Procédures et adoptions

La Commission a par ailleurs décidé (E/CN.9/2025/L.5) que la soixantième session, en 2027, aura pour thème spécial: « Population, élimination de la pauvreté et développement durable ».  Elle a également adopté l’ordre du jour provisoire de la cinquante-neuvième session de la Commission (E/CN.9/2025/L.2), avant d’adopter le rapport de la présente session (E/CN.9/2025/L.3) qui a été présenté par la rapporteuse, Mme Joselyne Kwishaka (Burundi).  Toutes ces décisions seront soumises à l’assentiment de l’ECOSOC.

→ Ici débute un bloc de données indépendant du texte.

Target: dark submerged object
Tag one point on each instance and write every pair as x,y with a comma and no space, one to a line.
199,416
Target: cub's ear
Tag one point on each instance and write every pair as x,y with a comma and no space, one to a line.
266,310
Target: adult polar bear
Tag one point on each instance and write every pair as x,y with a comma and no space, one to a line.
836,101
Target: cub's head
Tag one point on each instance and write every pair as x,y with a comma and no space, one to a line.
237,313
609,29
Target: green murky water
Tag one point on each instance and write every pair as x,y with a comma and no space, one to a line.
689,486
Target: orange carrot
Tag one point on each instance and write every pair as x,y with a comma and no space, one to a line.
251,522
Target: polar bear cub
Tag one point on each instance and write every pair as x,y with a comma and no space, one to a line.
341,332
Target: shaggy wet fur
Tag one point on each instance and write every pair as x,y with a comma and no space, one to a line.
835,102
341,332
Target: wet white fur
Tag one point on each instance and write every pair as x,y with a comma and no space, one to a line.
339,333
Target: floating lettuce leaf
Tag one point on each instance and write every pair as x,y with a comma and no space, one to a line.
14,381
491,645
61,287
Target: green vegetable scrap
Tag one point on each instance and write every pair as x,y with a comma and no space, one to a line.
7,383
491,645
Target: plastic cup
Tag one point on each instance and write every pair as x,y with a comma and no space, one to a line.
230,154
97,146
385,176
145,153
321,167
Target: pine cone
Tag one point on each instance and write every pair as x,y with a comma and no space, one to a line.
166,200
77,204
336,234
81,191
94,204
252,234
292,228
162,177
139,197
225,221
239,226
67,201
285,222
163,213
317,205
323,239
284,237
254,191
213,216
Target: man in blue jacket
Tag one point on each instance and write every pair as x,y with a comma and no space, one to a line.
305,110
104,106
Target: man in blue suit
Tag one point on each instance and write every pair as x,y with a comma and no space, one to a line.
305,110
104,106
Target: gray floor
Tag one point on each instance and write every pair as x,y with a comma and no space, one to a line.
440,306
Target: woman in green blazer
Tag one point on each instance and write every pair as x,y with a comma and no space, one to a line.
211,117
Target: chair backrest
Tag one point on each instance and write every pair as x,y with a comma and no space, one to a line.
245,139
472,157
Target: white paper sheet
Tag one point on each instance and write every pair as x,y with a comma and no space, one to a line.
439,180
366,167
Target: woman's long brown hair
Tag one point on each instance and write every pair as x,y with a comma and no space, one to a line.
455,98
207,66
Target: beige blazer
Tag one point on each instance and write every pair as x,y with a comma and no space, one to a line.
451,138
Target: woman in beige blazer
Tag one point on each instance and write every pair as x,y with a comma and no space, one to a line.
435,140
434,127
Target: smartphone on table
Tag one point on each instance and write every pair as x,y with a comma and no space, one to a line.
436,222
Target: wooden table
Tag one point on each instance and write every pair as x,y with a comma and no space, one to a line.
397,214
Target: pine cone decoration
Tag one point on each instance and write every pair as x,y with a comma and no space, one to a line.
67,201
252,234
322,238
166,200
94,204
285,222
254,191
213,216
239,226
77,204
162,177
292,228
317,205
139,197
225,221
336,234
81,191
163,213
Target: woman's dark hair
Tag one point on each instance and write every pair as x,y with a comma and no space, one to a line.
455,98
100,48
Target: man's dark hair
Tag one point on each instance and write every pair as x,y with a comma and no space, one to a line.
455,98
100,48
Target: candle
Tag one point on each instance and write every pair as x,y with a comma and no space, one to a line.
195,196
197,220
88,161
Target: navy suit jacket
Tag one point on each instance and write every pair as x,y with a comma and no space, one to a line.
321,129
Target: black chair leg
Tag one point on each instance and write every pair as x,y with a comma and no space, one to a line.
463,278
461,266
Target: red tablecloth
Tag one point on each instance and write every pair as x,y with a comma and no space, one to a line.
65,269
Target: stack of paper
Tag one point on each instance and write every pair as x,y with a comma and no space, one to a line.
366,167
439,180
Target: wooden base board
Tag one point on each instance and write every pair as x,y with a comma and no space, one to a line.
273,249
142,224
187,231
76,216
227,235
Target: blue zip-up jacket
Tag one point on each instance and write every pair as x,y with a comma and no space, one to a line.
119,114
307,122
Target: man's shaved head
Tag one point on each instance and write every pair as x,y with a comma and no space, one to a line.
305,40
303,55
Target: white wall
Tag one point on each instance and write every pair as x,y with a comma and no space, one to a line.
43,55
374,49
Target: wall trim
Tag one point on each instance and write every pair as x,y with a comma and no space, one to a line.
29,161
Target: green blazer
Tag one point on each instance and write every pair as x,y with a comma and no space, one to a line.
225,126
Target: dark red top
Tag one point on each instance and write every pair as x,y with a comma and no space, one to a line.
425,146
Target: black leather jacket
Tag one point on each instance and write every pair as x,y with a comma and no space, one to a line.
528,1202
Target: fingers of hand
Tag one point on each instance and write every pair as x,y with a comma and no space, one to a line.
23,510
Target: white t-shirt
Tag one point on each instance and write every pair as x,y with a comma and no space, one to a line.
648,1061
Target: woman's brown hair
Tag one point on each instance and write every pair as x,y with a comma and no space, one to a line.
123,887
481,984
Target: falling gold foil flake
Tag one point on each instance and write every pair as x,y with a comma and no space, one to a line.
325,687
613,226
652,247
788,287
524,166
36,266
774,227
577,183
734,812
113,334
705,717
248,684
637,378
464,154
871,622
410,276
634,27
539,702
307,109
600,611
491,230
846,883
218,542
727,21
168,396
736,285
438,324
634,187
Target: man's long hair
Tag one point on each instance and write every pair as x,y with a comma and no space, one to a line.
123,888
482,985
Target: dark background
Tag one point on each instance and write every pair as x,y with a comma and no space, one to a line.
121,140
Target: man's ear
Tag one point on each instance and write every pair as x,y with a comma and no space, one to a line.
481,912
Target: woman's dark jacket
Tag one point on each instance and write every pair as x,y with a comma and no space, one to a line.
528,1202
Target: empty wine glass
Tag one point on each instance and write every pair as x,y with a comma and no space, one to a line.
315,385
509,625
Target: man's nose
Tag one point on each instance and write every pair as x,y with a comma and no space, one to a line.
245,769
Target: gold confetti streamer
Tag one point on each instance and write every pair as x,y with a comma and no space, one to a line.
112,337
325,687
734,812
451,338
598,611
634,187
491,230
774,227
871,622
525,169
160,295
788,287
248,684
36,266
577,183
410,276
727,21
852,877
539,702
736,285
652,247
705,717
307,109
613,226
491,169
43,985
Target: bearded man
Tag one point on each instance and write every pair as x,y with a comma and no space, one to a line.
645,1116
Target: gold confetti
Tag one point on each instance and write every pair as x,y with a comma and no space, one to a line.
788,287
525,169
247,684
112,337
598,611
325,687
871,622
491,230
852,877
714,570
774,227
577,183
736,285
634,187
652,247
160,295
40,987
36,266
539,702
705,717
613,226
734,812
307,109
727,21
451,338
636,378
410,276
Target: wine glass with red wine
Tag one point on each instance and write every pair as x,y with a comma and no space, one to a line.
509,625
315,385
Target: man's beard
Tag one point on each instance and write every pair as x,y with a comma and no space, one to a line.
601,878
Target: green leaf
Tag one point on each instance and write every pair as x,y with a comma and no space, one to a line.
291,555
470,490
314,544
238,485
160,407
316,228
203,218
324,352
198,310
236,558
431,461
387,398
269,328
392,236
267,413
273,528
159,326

En fin de séance, la Fédération de Russie s’est émue qu’un membre de sa délégation ait reçu son visa du pays hôte tardivement, au moment où les travaux étaient déjà entamés à New York.

Session 2026

Après la fin de la cinquante-huitième session, la Commission de la population a brièvement ouvert sa cinquante-neuvième session afin d’élire les membres du Bureau.  C’est ainsi qu’ont été élus M. Zéphyrin Maniratanga (Burundi), qui présidera cette prochaine session, et trois Vice-Présidents, à savoir M. Arb Kapisyzi (Albanie), Mme Sasha-Kay Kayann Watson (Jamaïque) et Mme Stéphanie Toschi (Luxembourg). L’élection du vice-président issu du Groupe des États d’Asie et du Pacifique a été reportée à une date ultérieure.